Grund dafür ist mein neues Projekt 1000MIKES, was meine volle Aufmerksamkeit beansprucht. 1000MIKES verknüpft erstmalig Internet, Radio und Telefon miteinander. Begleitend gibt es das 1000MIKES-Blog Live On Air. Wenn Ihnen die Lektüre von Kundenbindung der Zukunft gefallen hat, wird Sie Live On Air begeistern! Ich würde mich freuen, Sie dort wieder als Leser begrüßen zu dürfen.

Herzliche Grüße
Frank Felix Debatin

14. März 07

Deutscher Service im internationalen Vergleich

Eine Studie der britischen Unternehmensberatung Grass Roots hat den Kundenservice ausgewählter Branchen in den Ländern Großbritannien, Frankreich, Spanien, Deutschland, Irland und Niederlande verglichen. Überraschendes Resultat: der deutsche Service ist - zumindest in dieser Vergleichsgruppe - klar führend! Richard Leech von Grass Roots kommentiert mit feiner britischer Ironie:

The question that most demands an answer is whether service is actually better in Germany than elsewhere or whether Germans are just more easily satisfied than their European neighbours. All the evidence suggests the former – and that is before we even begin to consider national stereotypes.
(aus der lesenswerten Zusammenfassung der Studie)

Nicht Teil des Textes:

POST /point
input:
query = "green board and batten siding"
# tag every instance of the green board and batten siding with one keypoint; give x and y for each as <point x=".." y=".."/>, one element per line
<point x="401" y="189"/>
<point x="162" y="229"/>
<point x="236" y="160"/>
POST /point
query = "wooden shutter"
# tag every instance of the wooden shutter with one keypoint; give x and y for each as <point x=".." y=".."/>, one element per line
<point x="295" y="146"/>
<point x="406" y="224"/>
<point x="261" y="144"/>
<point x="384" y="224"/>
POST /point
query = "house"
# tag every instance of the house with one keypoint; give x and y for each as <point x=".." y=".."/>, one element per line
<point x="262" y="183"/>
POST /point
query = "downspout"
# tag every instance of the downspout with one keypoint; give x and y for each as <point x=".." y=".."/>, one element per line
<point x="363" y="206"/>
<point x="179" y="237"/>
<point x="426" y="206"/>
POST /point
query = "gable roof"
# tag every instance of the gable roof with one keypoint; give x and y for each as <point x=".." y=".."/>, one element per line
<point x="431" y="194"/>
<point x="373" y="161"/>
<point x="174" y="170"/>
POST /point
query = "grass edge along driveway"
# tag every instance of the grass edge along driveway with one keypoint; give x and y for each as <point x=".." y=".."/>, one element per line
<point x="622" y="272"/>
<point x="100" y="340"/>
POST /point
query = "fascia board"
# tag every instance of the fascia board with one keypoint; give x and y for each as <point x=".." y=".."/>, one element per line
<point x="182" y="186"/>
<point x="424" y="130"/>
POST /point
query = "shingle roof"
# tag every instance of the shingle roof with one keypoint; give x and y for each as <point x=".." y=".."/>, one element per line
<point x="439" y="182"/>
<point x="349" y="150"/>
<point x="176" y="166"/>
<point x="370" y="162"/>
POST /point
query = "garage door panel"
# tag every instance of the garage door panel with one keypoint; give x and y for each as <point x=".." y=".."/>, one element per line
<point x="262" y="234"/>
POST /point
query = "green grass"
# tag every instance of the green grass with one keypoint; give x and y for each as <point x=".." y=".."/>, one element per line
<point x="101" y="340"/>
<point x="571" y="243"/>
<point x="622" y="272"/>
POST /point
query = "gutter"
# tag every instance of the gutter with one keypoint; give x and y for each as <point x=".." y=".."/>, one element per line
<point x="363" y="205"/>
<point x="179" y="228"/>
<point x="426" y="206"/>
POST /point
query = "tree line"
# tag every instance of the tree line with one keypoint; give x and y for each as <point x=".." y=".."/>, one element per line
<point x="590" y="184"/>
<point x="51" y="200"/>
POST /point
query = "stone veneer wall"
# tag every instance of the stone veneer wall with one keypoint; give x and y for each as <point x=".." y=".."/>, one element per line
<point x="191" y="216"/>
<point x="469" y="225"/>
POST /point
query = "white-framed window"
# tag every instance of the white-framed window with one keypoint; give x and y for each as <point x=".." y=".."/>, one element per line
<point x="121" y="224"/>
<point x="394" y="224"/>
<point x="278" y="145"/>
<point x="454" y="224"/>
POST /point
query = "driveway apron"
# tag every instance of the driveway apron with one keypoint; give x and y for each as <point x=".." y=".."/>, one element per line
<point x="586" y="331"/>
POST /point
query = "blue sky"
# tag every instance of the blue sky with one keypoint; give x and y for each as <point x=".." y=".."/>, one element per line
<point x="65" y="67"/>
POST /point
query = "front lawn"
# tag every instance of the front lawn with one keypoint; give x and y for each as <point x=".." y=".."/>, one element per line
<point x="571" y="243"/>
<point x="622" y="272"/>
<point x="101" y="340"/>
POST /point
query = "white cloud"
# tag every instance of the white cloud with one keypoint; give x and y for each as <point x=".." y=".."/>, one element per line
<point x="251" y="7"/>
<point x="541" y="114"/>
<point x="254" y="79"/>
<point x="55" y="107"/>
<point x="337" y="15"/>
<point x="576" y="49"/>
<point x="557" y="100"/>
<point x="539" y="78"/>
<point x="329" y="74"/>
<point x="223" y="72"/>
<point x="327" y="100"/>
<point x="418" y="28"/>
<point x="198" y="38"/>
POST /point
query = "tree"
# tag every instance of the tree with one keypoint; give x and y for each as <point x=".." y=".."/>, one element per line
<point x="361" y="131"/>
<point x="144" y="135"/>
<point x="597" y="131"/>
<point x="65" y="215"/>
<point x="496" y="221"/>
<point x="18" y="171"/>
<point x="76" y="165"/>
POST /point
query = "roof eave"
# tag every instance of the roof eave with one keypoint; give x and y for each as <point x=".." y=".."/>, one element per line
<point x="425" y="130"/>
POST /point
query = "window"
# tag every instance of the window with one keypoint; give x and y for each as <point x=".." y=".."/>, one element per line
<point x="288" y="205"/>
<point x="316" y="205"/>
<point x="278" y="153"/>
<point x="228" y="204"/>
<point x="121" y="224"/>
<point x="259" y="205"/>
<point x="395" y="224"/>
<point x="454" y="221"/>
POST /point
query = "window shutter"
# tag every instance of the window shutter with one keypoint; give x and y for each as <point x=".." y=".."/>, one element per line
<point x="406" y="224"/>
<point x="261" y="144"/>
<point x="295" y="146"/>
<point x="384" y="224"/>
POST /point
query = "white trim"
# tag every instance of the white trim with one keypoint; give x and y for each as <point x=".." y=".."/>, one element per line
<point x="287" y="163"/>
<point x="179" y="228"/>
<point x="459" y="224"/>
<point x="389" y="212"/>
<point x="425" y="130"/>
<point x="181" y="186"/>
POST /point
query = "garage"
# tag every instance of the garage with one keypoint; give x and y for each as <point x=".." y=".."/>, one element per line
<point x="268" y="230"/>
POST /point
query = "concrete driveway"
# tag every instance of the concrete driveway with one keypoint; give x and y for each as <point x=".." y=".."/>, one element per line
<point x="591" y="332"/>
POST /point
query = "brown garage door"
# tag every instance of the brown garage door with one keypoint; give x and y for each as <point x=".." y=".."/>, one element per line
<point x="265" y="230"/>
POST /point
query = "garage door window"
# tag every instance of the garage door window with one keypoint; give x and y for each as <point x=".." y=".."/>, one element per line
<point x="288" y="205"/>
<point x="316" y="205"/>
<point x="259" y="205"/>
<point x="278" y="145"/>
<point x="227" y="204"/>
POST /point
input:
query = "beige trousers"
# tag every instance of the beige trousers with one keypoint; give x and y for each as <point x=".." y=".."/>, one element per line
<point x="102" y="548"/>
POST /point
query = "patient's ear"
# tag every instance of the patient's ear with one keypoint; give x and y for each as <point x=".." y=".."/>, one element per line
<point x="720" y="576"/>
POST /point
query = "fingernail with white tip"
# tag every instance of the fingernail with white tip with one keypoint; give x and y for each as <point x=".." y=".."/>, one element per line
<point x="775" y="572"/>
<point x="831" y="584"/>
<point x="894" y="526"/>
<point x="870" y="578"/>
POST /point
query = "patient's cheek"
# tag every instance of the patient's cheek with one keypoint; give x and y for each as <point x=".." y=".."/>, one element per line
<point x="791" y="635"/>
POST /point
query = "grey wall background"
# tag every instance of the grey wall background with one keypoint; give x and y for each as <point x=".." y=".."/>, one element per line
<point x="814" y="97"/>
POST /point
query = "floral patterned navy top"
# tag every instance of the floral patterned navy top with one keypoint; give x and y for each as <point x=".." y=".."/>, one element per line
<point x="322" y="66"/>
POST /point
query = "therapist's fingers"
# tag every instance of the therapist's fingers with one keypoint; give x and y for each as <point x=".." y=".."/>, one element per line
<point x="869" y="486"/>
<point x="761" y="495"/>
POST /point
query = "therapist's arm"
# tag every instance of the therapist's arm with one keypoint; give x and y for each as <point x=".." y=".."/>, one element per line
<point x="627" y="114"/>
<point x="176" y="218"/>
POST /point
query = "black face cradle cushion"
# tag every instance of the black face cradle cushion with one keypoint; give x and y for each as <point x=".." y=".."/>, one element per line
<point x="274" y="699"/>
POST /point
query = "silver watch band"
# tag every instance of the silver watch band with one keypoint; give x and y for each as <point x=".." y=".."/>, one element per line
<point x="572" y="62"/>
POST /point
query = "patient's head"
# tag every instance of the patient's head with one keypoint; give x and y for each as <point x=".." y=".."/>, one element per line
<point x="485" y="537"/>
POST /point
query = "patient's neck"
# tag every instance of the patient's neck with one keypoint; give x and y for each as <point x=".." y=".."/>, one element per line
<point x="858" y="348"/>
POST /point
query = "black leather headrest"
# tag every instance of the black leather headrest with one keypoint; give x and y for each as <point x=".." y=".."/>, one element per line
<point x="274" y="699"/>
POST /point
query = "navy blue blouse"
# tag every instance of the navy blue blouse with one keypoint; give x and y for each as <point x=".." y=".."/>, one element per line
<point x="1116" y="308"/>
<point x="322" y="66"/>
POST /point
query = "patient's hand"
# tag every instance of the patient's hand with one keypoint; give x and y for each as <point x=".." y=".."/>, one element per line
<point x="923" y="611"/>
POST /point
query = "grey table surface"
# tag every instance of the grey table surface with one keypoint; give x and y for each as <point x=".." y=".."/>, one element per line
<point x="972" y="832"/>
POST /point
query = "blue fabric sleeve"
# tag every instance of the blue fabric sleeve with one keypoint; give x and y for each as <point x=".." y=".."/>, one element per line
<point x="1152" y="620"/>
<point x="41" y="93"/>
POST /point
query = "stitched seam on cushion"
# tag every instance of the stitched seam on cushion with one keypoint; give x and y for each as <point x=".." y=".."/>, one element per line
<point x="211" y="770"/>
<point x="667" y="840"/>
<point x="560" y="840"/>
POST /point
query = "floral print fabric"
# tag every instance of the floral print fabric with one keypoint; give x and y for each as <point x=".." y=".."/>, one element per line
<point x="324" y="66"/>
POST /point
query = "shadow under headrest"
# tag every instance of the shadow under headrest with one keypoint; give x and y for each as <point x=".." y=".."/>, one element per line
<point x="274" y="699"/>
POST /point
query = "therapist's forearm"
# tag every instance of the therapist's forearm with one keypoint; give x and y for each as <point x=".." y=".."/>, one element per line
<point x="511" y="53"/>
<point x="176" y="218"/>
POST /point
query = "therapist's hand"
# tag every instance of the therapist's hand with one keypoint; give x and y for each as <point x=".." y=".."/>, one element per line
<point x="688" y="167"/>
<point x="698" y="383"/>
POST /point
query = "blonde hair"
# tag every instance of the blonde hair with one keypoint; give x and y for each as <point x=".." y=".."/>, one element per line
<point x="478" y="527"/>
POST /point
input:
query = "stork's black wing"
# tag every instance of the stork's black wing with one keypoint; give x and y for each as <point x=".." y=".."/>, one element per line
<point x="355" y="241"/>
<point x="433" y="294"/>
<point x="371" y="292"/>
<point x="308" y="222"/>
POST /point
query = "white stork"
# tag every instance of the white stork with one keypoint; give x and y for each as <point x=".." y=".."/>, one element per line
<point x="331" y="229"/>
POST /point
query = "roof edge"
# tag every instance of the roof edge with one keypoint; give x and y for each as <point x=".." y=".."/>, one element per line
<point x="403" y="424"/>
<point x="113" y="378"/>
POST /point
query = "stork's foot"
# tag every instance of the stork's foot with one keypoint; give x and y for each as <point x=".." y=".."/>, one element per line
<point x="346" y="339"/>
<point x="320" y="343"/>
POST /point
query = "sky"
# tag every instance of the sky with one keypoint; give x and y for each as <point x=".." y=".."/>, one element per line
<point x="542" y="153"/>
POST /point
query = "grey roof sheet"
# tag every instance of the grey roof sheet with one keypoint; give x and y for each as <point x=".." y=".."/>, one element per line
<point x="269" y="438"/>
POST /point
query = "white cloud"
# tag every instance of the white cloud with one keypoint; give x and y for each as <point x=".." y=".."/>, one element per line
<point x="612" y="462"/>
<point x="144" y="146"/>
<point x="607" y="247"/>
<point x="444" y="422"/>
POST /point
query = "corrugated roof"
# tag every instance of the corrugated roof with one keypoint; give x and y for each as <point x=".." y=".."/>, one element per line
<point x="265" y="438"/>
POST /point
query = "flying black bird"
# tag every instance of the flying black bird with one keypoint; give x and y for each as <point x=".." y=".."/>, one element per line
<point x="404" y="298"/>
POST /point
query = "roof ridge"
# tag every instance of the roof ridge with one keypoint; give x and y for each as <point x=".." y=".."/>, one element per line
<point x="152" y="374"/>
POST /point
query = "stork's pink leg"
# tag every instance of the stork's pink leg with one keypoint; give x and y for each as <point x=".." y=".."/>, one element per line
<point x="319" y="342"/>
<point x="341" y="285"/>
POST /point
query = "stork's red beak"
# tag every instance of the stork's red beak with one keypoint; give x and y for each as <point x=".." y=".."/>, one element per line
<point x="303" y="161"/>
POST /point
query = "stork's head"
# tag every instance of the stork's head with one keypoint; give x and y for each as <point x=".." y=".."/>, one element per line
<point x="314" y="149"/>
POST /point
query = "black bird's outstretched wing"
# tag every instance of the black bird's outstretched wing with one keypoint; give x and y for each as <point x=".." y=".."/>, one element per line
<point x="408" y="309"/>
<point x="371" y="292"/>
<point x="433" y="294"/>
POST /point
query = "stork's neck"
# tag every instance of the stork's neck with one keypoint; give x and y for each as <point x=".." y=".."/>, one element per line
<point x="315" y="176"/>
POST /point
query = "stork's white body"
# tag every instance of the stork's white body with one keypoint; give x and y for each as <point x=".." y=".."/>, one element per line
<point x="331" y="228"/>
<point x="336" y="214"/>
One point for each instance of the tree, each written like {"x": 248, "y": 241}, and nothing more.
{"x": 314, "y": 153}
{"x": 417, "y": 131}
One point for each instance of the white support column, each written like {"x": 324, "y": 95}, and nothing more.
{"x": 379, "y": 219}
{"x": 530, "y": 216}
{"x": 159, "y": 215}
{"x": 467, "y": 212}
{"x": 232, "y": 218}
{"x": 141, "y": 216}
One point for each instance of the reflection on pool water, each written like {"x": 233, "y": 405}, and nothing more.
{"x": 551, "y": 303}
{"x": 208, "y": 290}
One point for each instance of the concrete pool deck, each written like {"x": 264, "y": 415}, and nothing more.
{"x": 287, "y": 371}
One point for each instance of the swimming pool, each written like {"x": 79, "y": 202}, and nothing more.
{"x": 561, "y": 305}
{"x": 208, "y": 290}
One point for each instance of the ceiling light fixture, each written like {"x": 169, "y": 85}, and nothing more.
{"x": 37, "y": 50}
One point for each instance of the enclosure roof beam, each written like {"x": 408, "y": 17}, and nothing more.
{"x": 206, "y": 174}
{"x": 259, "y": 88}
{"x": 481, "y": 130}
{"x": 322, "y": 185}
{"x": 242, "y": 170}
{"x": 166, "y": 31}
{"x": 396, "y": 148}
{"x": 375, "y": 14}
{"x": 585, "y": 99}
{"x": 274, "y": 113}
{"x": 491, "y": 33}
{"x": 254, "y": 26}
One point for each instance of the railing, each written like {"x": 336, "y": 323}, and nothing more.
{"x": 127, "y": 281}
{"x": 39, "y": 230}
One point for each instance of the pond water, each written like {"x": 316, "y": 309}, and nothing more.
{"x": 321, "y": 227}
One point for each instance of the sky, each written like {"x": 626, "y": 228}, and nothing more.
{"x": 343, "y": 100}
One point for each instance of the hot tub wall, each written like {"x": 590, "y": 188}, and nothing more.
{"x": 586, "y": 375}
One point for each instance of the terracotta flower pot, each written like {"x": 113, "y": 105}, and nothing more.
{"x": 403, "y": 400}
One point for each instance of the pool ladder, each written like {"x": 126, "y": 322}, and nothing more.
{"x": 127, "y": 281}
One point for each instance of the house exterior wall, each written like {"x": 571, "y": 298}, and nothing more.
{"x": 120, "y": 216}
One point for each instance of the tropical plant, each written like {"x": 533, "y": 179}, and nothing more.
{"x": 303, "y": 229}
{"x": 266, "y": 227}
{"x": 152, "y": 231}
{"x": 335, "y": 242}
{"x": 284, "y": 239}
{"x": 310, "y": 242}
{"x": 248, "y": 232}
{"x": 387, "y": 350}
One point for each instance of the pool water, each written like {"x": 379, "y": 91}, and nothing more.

Unser ständiges Lamento über die "Servicewüste Deutschland" ist also vielleicht eher unserer Lust am Lamento, als den Fakten geschuldet. Nicht daß hierzulande kein Verbesserungspotential brachläge - aber für unsere Nachbarn gilt das gleiche. Und grundsätzlich gilt: Zufriedenheit mit der Leistung ist nur eine Funktion der Differenz von erwarteter und wahrgenommener Qualität.

Ein gutes Barometer für den Kundenservice im internationalen Vergleich ist das Airline Ranking von Skytrax. Hier sind alle Spitzenpläte von Asiaten belegt, gefolgt von den Westeuropäer. Nordamerika landet abgeschlagen im Mittelfeld.

13. März 07

Themen und Communities

Die Erfolgsmodelle der Vergangenheit wehren sich meist besonders vehement gegen ihre anstehende Abdankung. Dies sieht man nicht nur in den politischen Reformdiskussionen, sondern auch in anderen Bereichen, wie zum Beispiel in der Werbung. Reflexhaft beschwören Werbeagenturen ihr überholtes Modell der unidirektionalen Kommunikation, das einer eine Pyramide gleicht, deren Spitze von den Synapsen der Kreativdirektoren gebildet wird, die Mittelschicht von Medien und anderen untergeordneten Handlangern, und die Basis schließlich von der indifferenten, gleichförmigen Masse der Konsumenten.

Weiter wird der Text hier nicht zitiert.